Mal ve evlatlar dünya hayatının süsüdürler;
İslâm da normal ve temizlik sınırları içinde
bu süslerden yararlanılmasını yasaklamaz. Ne var
ki, İslâm mal ve evlada sonsuzluk terazisinde herhangi bir
süs ve değer ifade ediyorsa o değeri verir, fazla
değil.
Mal ve evlatlar süstürler ama değer değildirler.

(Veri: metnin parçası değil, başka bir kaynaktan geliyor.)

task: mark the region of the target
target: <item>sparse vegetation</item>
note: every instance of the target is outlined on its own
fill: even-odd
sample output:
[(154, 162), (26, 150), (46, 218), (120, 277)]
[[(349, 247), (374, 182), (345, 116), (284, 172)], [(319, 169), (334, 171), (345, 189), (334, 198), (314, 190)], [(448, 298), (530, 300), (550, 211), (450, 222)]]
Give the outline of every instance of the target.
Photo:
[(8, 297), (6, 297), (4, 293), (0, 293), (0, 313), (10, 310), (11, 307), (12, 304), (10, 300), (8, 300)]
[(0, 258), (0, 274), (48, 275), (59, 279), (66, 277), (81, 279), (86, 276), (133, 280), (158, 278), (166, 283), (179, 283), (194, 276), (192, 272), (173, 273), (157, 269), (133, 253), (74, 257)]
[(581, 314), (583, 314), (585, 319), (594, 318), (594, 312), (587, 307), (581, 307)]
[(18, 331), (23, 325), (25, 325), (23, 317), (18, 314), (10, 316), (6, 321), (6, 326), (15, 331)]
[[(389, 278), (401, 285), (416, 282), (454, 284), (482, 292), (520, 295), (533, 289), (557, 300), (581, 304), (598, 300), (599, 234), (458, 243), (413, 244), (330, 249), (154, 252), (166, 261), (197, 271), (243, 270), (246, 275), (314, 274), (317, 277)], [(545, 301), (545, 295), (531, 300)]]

Şu halde insanların bu süslere göre ölçülmeleri,
dünya hayatında bu süsler temel alınarak
değerlendirilmeleri doğru değildir. Gerçek değer,
hareket tarzı, söz ve ibadet gibi geride bırakılan
yararlı ve kalıcı şeylerdir.
Öteden beri insanlar mal ve evlada karşı
eğilimli olsalar bile, geride bırakılan iyi ve
kalıcı davranışlar sevap kazandırma
bakımından daha yararlı ve umut kaynağı
olmaya daha lâyıktırlar. Tabii ki, kalplerin onlara
bağlanması, ümitlerin onlara yönelmesi, mü'minlerin
bunların hesaplaşma günündeki sonuçlarının
ve meyvelerinin beklentisi içinde olması şartıyla.

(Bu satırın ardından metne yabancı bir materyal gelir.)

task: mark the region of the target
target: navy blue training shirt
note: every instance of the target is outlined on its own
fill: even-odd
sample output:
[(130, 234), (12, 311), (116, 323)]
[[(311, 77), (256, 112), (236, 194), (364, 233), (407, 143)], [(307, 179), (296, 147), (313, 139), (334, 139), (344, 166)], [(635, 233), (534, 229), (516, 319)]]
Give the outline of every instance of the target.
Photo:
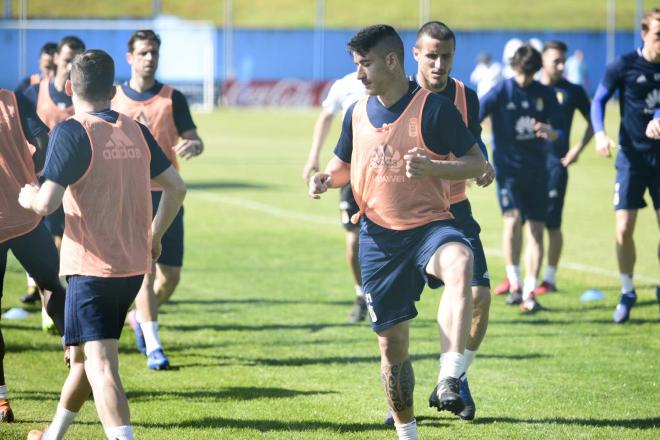
[(589, 96), (587, 96), (587, 92), (582, 86), (573, 84), (564, 78), (549, 87), (552, 87), (555, 91), (564, 120), (564, 126), (562, 127), (564, 136), (560, 137), (552, 144), (551, 150), (554, 157), (561, 159), (566, 156), (566, 153), (568, 153), (568, 142), (571, 134), (571, 127), (573, 126), (573, 114), (575, 113), (575, 110), (578, 110), (582, 116), (584, 116), (585, 120), (590, 121), (589, 112), (591, 102), (589, 102)]
[(538, 81), (522, 88), (513, 78), (496, 84), (481, 98), (479, 120), (491, 117), (496, 169), (545, 168), (548, 141), (536, 137), (535, 122), (550, 124), (564, 136), (555, 92)]
[[(128, 81), (124, 82), (120, 87), (124, 94), (133, 101), (146, 101), (160, 92), (163, 88), (163, 83), (156, 81), (156, 84), (154, 84), (153, 87), (144, 92), (138, 92), (131, 89)], [(174, 125), (176, 126), (179, 135), (190, 129), (197, 128), (192, 120), (186, 97), (176, 89), (172, 91), (172, 114), (174, 116)]]
[[(119, 118), (119, 113), (110, 109), (90, 114), (111, 123), (117, 122)], [(150, 169), (153, 179), (169, 168), (172, 163), (165, 156), (149, 129), (139, 122), (138, 125), (151, 152)], [(91, 161), (92, 146), (87, 132), (80, 122), (68, 119), (53, 129), (48, 142), (48, 155), (42, 175), (66, 188), (85, 174)]]
[[(390, 107), (385, 107), (376, 96), (370, 96), (367, 101), (367, 116), (374, 127), (391, 124), (410, 104), (415, 94), (420, 90), (416, 82), (410, 81), (408, 92)], [(351, 162), (353, 153), (353, 109), (351, 105), (344, 115), (341, 134), (335, 147), (335, 155), (346, 163)], [(422, 110), (422, 137), (424, 143), (436, 154), (453, 153), (461, 157), (467, 153), (476, 139), (468, 131), (454, 103), (447, 98), (431, 93), (426, 99)]]
[(648, 123), (660, 108), (660, 63), (651, 63), (638, 49), (607, 66), (591, 104), (594, 132), (603, 131), (605, 104), (619, 91), (619, 144), (624, 150), (660, 150), (660, 140), (646, 137)]
[[(25, 91), (25, 97), (36, 107), (37, 100), (39, 99), (39, 85), (41, 83), (33, 84)], [(48, 91), (50, 92), (50, 99), (53, 103), (60, 108), (67, 108), (73, 105), (71, 97), (66, 94), (64, 90), (61, 92), (55, 88), (55, 83), (51, 80), (48, 83)]]
[(18, 114), (21, 117), (23, 135), (32, 143), (32, 140), (41, 133), (48, 133), (48, 127), (39, 119), (34, 105), (23, 94), (14, 93), (14, 95), (18, 104)]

KALICI İYİLİKLERİN MÜKAFATI
Böylece, sırf Rabb'lerinin rızasını
dileyerek sabah-akşam O'na yalvaranlarla birlikte bulunmaya
kendini zorlamasına ilişkin Peygamberimize -salât ve
selâm üzerine olsun- yönelik ilahi direktif ile iki bahçe
hikâyesinin verdiği mesajlar ve dünya hayatına
ilişkin verilen örneğin oluşturduğu hava;
ayrıca dünya hayatındaki geçici değerlerle dünya
hayatından sonra geçerli olan kalıcı
değerleri belirleyen bu son açıklama birbirleri ile
uyum oluşturuyorlar. Bunların tümü inanç terazisi
uyarınca değerleri yerli yerine koymada birbirlerine
katkıda bulunuyorlar ve hepsi de Kur'an-ı Kerim'deki
edebi ahenk ve vicdani ahenk kuralı uyarınca sure içinde
eşit önem arz ediyorlar.
Geçen ders kalıcı iyiliklere ilişkin bir açıklama
ile son bulmuştu. Şimdi de kalıcı iyiliklerin
bir değer ifade ettikleri kıyamet gününün ve hesaplaşmanın
nitelikleri anlatılarak o açıklama ile
bağlantı kuruluyor. O günün nitelikleri bir kıyamet
sahnesinde sunuluyor. Surenin akışı içinde bu
sahneden sonra şeytanların kendilerine düşman
olduklarını bildikleri halde şeytanları
önderler edinen, böylece hesaplaşma gününde bu fiilleri
azaba çarptırılmalarına gerekçe olan Ademoğullarının
bu tavırlarının tuhaflığı
vurgulanıyor. Bu amaçla iblis'in Hz. Adem'e -selâm üzerine
olsun- secde etmesinin emredildiği gün Rabb'inin emrini çiğnemesine
yönelik bir işaret yer alıyor. Buradan hareketle
ileride karşılarına çıkacağı haber
verilen bu günde kendilerine kulluk sunanlara olumlu karşılık
veremeyen düzmece tanrılara değiniliyor.
Doğrusu bu Kur'an'da yüce Allah, böyle bir günün
kötülüğünden korunmaları için insanlara her türlü
örneği vermiştir. Ama insanlar inanmamış,
azaba çarptırılmalarını veya geçmiş
toplumlar gibi yok edilmelerini istemişlerdi. Gerçeği
yenmek için batıl uğruna mücadele etmişler,
Allah'ın ayetlerini ve peygamberlerini alaya
almışlardı. Eğer yüce Allah'ın
kendilerine yönelik rahmeti olmasaydı kesinlikle
bekletilmeden azaba uğratılacaklardı.
Kıyamet sahnelerinden ve Allah'ın ayetlerini
yalanlayan toplumların harap olmuş yurtlarının
manzaralarından oluşan bu bölüm, inanç sisteminin
düzeltilmesine ve belki doğru yolu bulurlar diye
Allah'ın ayetlerini yalanlayanları bekleyen
akıbetin açıklanmasına ilişkin surenin ana
ekseni birbirleri ile bağlantılıdır.